When they can identify what provokes such emotions, they learn powerful concepts that will strengthen their mental health, relationships, and confidence for the rest of their lives.
Recording your children’s emotions is the key. Write about the times that your children feel intense emotions. Later on, when their emotions about the event have subsided, you can share these diary entries and discuss them.
In talking about these journal entries, you’ll help guide your children to accept their feelings and make sense of their emotions.
Follow these steps to get the most benefit from your “emotion” diary:
1. Obtain a journal. Any sort of journal will do, even a spiral notebook. Use it as a diary to make notes about your kids’ emotions.
2. Record instances when your child experiences a particularly strong emotion. Write down the date, situation, and your best guess about the emotions your child is experiencing. How did your child demonstrate his feelings? A diary entry might look something like:
- June 7, 2013. Heather yelled and threw a doll at Greg. Then, she began crying. It seemed to me that she felt frustrated and angry.
- July 4, 2013. Greg yelled loudly and didn’t want to share his ball and bat with his cousin. Greg seemed uncomfortable and overwhelmed much of the day, as if he didn’t like the fact that so many people were here for the July 4th celebration.
3. Document how you handled the situation. Your diary of such events will not only help you tune in with your kids, but you’ll also strengthen your parenting skills.
- What did you do to intervene?
- Did it work? If not, what else did you try?
- What parts of your “solution” were and were not effective.
4. Write about how you could manage the situation in the future. Give yourself advice for handling a similar situation should it occur again.
- For example, when Heather throws her doll at Greg, an immediate help is to acknowledge her feelings. Say something like, “It’s okay to feel mad and frustrated sometimes.” Explain that it’s not appropriate, however, to throw things, no matter how frustrated she feels. Suggest she leave the room, instead, when she feels frustrated.
- Then, document your actions, whether they helped or not, and any advice you might want to note for next time in your “emotion” journal. Discuss the situation later when emotions are calmer.
5. Talk with each child about your diary entries. Although you may have noticed a pattern of negative behavior in a child, take special care in how you speak to him.
- Rather than “You’re always hitting everyone,” say something like, “Let’s figure out something else for you to do instead of hitting your sister.” You could mention, “It’s not acceptable to hit your sister. What could you do instead when you get frustrated?”

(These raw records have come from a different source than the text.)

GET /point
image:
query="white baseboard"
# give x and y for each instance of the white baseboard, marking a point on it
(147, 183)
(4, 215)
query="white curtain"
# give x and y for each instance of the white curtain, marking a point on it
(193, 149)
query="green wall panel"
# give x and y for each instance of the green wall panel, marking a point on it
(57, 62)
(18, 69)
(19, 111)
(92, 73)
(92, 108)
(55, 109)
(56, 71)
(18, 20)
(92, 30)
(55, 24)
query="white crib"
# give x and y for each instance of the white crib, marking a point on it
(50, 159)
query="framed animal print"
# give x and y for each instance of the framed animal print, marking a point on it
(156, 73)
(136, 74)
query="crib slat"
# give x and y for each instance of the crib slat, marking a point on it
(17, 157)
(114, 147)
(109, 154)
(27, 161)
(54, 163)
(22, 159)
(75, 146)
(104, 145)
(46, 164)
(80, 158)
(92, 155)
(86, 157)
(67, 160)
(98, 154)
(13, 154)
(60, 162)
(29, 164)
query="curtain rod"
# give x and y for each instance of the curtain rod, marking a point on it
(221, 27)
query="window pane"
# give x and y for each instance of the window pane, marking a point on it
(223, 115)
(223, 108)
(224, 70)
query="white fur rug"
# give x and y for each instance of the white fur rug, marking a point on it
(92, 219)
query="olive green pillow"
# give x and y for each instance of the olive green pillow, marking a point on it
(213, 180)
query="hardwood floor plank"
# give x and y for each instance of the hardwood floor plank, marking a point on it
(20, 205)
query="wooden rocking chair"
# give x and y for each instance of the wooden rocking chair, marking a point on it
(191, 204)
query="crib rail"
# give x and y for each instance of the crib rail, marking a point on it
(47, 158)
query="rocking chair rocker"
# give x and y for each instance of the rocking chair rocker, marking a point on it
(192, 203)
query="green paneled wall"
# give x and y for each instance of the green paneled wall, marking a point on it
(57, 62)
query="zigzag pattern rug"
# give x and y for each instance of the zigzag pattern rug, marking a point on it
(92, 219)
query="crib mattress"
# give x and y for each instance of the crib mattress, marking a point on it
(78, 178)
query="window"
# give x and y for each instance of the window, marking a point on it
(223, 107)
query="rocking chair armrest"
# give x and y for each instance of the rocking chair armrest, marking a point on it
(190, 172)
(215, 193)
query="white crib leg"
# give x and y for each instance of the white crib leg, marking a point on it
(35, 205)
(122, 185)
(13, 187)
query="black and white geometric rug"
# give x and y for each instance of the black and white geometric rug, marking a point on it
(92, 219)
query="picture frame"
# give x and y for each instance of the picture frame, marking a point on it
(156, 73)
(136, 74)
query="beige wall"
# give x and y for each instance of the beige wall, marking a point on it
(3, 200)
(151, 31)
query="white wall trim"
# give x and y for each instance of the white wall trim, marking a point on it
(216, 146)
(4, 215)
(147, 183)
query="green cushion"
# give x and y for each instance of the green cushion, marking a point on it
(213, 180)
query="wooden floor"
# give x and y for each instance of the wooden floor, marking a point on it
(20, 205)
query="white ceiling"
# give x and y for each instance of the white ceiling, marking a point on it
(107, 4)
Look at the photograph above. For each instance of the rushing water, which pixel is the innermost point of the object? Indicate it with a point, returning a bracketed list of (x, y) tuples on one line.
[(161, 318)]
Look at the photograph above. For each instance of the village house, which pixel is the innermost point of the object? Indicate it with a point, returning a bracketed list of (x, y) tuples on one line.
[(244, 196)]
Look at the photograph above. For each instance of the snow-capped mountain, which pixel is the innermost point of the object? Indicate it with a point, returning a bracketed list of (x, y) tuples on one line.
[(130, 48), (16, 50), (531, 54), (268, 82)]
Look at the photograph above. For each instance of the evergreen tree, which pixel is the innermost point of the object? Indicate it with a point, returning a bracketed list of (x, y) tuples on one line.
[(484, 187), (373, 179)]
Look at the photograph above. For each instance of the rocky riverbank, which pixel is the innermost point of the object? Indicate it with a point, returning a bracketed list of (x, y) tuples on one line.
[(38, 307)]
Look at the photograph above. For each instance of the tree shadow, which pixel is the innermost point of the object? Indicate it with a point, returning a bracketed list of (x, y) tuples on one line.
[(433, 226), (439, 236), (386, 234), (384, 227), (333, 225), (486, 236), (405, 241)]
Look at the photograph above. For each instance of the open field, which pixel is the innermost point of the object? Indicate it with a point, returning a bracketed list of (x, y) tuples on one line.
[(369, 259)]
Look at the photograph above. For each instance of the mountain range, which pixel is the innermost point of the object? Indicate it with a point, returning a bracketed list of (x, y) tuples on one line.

- In situations like where Greg was overwhelmed on July 4th, when you discuss your journal entry, you could brainstorm ways to provide him with some alone time on days when company comes over.
- Use plenty of praise when kids make important points or figure out their own acceptable solutions to troubling behavior.
6. Remember your goal in keeping the diary. The goal is to help your kids understand and learn to manage feelings appropriately. Avoid using the information in the journal to punish your kids or to make them feel uncomfortable in any way.
In using these strategies, you’ll discover so much about your kids. You’ll learn how they feel and what they think. You’ll strengthen your parenting skills in using positive ways to teach your children right from wrong.
These diaries will also provide some nostalgic memories of your children’s temperaments, adventures, and emotional progression through childhood.
Help your kids to flourish by keeping a diary of their emotions.